I know the atonement is real. I have felt its power in the refreshment of repentance. I have felt its power to lift me through trial and sin. I have felt of Christ’s empathy and his guiding hand in my life.
I know that the Church of Jesus Christ of Latter-day Saints is the organization and church established by Christ on this earth to administer the ordinances that allow us access to the great gift of the atonement. It has been one of the great strides in my testimony to gain a clear vision of how that fits together. God’s plan & love and Christ’s mission & atonement are the rock of my testimony. My testimony is no longer of the church, but of Christ and how the church fits in the plan.
Joseph Smith was prepared by God to restore the church. I know that Joseph Smith saw what he said he saw. I love Joseph Smith too for the man he was and his discipleship. Joseph Smith loved people—true love—at the cost of his life, he loved.
I cherish the priesthood that was restored.
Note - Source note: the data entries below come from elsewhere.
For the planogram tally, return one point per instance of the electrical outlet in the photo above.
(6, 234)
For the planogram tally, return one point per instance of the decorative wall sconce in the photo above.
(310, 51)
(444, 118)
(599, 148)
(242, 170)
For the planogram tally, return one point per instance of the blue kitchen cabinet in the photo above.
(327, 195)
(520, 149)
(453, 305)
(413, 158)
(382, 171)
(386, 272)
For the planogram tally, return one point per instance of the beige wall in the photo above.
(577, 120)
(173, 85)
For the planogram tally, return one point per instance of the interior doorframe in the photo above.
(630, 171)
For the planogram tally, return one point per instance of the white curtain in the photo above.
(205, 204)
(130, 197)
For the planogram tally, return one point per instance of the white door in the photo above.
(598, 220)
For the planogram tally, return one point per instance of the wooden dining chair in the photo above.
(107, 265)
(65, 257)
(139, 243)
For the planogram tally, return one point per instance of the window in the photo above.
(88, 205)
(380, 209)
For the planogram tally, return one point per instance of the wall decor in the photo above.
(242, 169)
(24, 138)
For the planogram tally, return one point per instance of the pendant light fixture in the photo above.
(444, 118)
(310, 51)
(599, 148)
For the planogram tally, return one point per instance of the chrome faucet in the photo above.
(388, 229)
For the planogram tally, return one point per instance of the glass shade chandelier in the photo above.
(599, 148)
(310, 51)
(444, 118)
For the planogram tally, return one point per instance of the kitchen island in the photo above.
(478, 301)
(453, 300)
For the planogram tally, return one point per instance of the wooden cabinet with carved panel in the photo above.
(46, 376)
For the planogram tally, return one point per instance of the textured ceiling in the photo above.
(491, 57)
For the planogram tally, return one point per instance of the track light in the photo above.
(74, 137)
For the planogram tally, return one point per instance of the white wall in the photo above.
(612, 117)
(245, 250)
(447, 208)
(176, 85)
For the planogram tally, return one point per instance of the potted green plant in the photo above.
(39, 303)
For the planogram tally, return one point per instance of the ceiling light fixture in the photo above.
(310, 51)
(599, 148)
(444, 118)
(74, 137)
I cherish it for the significance it had in ending the apostasy and restoring the authority to perform saving ordinances, but I also cherish it for the personal force it has come to play in my life. I know that it is real. I have seen miracles in faith. I have seen people healed and words spoken of God.
I know that faith is real, that it is a power in our lives. I know that every blessing in this life comes of obedience. I know that the worth of every soul is great in the sight of God.
I believe in Gordon B. Hinckley as the living prophet. The work continues. Shall we not go on in so great a cause? I know that there is work for us to do. We must each build this Kingdom. I want us to be brave and courageous in sharing this gospel. God has enough work to fill each of our lives, and we must weary ourselves in this work.
I have found the greatest joys of my life in this Gospel. I know it is true. I would do anything for this church. I have tried every day to live my life true to that motto.
I miss Canada and each of you who made that time in my life so special. I hope that your holidays were a special time to reflect upon Christ, this year past, and your endeavors of the year to come. I pray that God has kept you.